Re: UniqueKey v2 - Mailing list pgsql-hackers

From Antonin Houska
Subject Re: UniqueKey v2
Date
Msg-id 4986.1715622135@antos
Whole thread Raw
In response to Re: UniqueKey v2  (Antonin Houska <ah@cybertec.at>)
Responses Re: UniqueKey v2
List pgsql-hackers
Antonin Houska <ah@cybertec.at> wrote:

> Andy Fan <zhihuifan1213@163.com> wrote:
> > >
> > > * Combining the UKs
> > >
> > >   IMO this is the most problematic part of the patch. You call
> > >   populate_joinrel_uniquekeys() for the same join multiple times,
> >
> > Why do you think so? The below code is called in "make_join_rel"
>
> Consider join of tables "a", "b" and "c". My understanding is that
> make_join_rel() is called once with rel1={a} and rel2={b join c}, then with
> rel1={a join b} and rel2={c}, etc. I wanted to say that each call should
> produce the same set of unique keys.
>
> I need to check this part more in detail.

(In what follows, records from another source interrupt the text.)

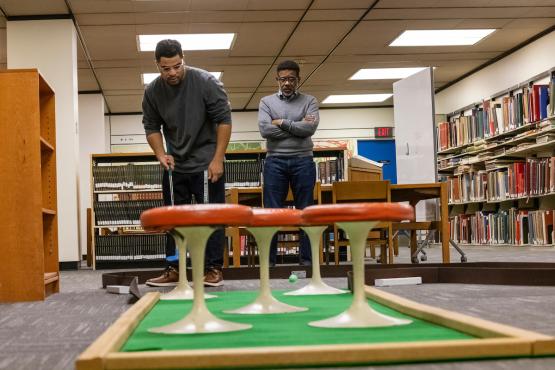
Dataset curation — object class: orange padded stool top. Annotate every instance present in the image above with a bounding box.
[141,204,252,231]
[302,203,414,225]
[249,208,302,227]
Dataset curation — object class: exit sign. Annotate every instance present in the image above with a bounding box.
[374,127,393,138]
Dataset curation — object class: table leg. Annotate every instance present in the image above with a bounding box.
[439,182,451,263]
[284,226,347,295]
[224,227,308,315]
[149,226,252,334]
[308,221,412,328]
[160,230,216,301]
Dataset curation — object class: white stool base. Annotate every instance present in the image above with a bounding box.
[308,304,412,328]
[283,280,347,295]
[224,296,308,315]
[148,311,252,334]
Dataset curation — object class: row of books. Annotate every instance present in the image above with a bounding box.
[314,157,345,184]
[447,157,555,203]
[449,208,553,245]
[224,158,264,189]
[97,191,163,202]
[437,77,555,151]
[94,199,164,226]
[94,234,167,261]
[92,163,163,191]
[93,157,345,192]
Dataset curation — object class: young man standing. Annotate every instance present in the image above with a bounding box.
[143,40,231,286]
[258,60,320,265]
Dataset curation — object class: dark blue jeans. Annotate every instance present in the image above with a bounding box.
[263,156,316,265]
[162,171,225,269]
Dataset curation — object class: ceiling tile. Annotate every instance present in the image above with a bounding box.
[0,0,69,17]
[283,21,352,55]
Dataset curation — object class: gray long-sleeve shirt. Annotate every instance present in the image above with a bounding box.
[143,67,231,173]
[258,93,320,157]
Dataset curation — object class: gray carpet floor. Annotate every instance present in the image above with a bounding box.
[0,247,555,370]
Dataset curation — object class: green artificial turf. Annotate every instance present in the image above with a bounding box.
[121,291,474,352]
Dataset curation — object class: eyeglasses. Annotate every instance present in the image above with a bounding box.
[276,77,299,84]
[158,63,183,73]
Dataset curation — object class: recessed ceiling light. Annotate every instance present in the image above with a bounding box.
[322,94,393,104]
[141,72,222,85]
[389,29,495,46]
[139,33,235,51]
[349,67,426,80]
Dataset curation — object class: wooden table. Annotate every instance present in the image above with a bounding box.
[391,182,450,263]
[224,186,262,267]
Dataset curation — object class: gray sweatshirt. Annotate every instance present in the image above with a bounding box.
[258,93,320,157]
[143,67,231,173]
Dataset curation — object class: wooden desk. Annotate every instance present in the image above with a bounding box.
[224,184,332,267]
[391,182,450,263]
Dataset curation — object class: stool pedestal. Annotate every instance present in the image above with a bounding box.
[149,226,252,334]
[224,226,308,315]
[284,226,347,295]
[160,230,216,301]
[308,221,412,328]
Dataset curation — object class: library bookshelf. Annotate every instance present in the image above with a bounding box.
[91,147,348,269]
[0,69,59,302]
[437,69,555,246]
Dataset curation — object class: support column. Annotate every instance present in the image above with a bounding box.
[6,19,81,268]
[78,93,110,264]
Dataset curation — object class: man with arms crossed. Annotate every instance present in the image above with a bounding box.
[143,40,231,286]
[258,60,320,266]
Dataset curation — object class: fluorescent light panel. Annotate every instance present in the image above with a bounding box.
[139,33,235,51]
[142,72,222,85]
[349,67,426,80]
[389,29,495,46]
[322,94,393,104]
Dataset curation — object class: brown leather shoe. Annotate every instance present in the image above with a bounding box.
[146,266,179,286]
[204,268,224,286]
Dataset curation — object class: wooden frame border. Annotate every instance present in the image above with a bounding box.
[76,286,555,370]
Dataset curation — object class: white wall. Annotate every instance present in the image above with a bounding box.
[6,19,80,262]
[78,94,110,255]
[436,32,555,114]
[109,108,394,152]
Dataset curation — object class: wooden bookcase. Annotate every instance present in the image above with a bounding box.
[91,147,348,269]
[0,69,59,302]
[437,70,555,246]
[91,153,166,269]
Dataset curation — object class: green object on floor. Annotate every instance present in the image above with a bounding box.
[121,291,474,352]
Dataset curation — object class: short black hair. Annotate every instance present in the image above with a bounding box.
[154,39,183,62]
[277,60,301,76]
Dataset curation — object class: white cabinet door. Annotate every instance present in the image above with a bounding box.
[393,68,437,219]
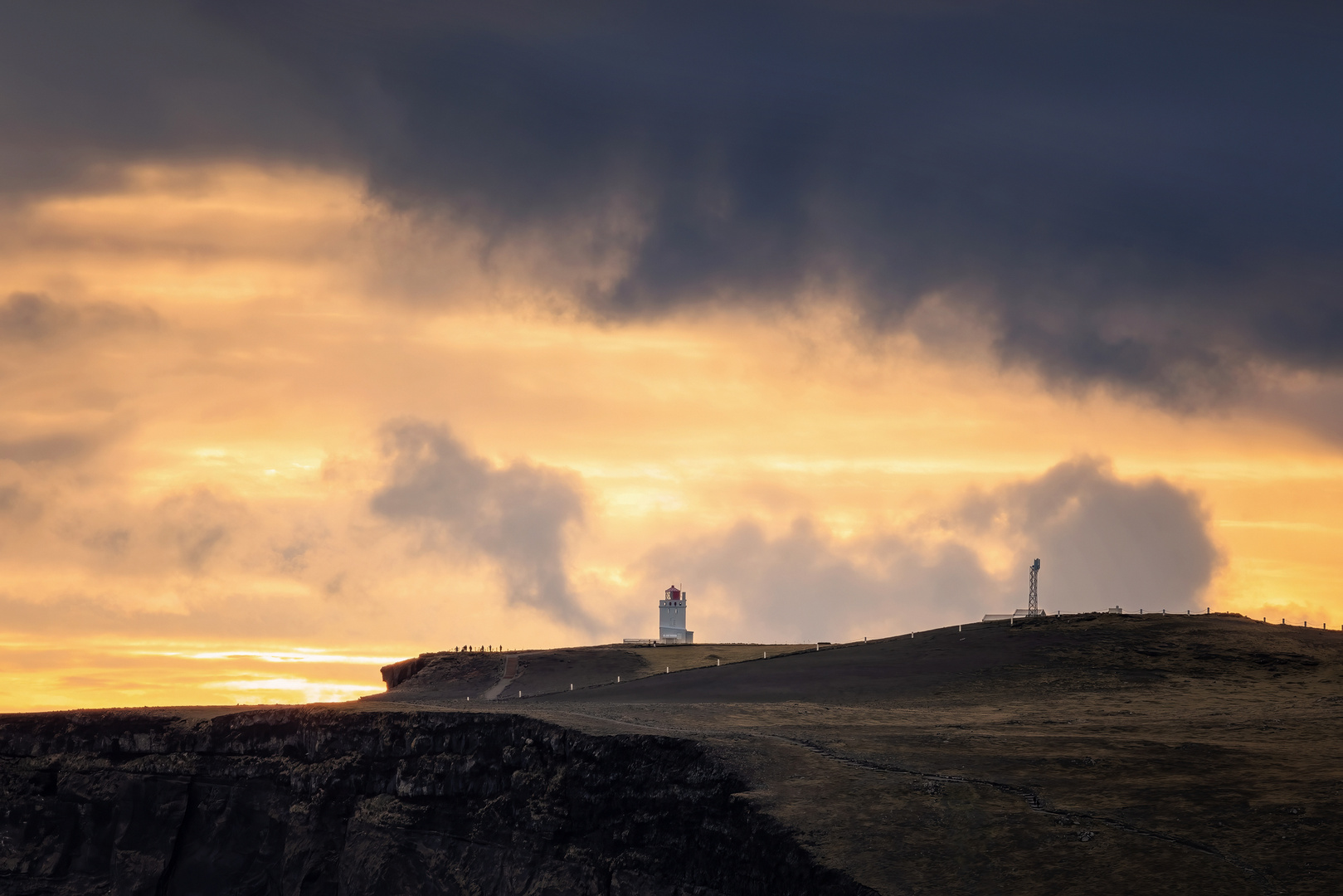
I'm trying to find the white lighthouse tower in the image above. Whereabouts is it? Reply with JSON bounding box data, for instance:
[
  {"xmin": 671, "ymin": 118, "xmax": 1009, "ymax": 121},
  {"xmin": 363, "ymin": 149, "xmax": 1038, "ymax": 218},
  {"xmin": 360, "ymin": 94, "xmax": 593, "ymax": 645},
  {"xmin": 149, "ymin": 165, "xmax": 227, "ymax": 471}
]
[{"xmin": 658, "ymin": 584, "xmax": 694, "ymax": 644}]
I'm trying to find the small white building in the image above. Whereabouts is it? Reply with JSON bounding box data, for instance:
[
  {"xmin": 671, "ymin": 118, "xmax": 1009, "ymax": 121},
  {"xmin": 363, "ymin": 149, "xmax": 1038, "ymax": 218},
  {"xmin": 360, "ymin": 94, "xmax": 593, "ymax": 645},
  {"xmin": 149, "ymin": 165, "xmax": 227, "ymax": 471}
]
[
  {"xmin": 625, "ymin": 584, "xmax": 694, "ymax": 647},
  {"xmin": 658, "ymin": 584, "xmax": 694, "ymax": 644}
]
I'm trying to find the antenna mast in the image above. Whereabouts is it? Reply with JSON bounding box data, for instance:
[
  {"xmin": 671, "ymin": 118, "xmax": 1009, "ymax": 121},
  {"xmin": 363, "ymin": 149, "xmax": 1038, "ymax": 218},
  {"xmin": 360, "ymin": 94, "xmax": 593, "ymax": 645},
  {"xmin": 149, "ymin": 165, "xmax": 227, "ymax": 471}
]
[{"xmin": 1026, "ymin": 558, "xmax": 1044, "ymax": 616}]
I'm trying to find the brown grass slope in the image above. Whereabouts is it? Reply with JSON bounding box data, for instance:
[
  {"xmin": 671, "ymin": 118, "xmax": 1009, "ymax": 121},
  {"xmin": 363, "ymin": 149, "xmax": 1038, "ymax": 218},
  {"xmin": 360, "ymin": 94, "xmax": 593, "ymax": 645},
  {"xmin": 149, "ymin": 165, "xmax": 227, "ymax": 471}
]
[{"xmin": 497, "ymin": 614, "xmax": 1343, "ymax": 894}]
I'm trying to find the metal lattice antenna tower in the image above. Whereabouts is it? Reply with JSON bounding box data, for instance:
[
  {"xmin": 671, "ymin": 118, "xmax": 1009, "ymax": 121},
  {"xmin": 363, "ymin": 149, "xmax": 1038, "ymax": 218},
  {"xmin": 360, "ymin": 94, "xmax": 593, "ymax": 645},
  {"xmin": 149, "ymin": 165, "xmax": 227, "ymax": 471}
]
[{"xmin": 1026, "ymin": 558, "xmax": 1042, "ymax": 616}]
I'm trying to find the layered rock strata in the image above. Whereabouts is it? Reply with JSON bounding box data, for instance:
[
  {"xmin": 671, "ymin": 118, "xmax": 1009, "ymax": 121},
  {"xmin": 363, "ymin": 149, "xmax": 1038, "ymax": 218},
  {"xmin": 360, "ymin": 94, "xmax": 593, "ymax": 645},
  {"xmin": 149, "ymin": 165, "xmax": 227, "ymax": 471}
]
[{"xmin": 0, "ymin": 709, "xmax": 870, "ymax": 896}]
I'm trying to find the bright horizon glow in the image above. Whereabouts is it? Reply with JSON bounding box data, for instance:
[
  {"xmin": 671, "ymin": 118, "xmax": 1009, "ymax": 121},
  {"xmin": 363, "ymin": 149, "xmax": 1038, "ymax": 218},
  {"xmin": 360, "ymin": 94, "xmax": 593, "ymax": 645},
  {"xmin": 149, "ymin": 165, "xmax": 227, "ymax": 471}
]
[{"xmin": 0, "ymin": 163, "xmax": 1343, "ymax": 711}]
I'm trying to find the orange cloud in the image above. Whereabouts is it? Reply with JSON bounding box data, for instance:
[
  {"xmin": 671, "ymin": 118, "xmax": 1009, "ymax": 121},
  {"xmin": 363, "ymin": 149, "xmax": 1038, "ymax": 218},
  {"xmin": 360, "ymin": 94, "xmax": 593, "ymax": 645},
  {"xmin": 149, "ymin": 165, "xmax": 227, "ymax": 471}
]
[{"xmin": 0, "ymin": 158, "xmax": 1343, "ymax": 709}]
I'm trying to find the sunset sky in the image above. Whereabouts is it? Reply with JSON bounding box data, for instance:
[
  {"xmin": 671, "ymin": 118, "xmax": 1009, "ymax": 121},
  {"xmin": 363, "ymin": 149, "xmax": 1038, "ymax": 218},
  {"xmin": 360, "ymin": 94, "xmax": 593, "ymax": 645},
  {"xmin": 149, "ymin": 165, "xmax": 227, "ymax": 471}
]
[{"xmin": 0, "ymin": 0, "xmax": 1343, "ymax": 711}]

I think I understand now. By calling populate_joinrel_uniquekeys() for various
orderings, you can find out that various input relation unique keys can
represent the whole join. For example, if the ordering is

A JOIN (B JOIN C)

you can prove that the unique keys of A can be used for the whole join, while
for the ordering

B JOIN (A JOIN C)

you can prove the same for the unique keys of B, and so on.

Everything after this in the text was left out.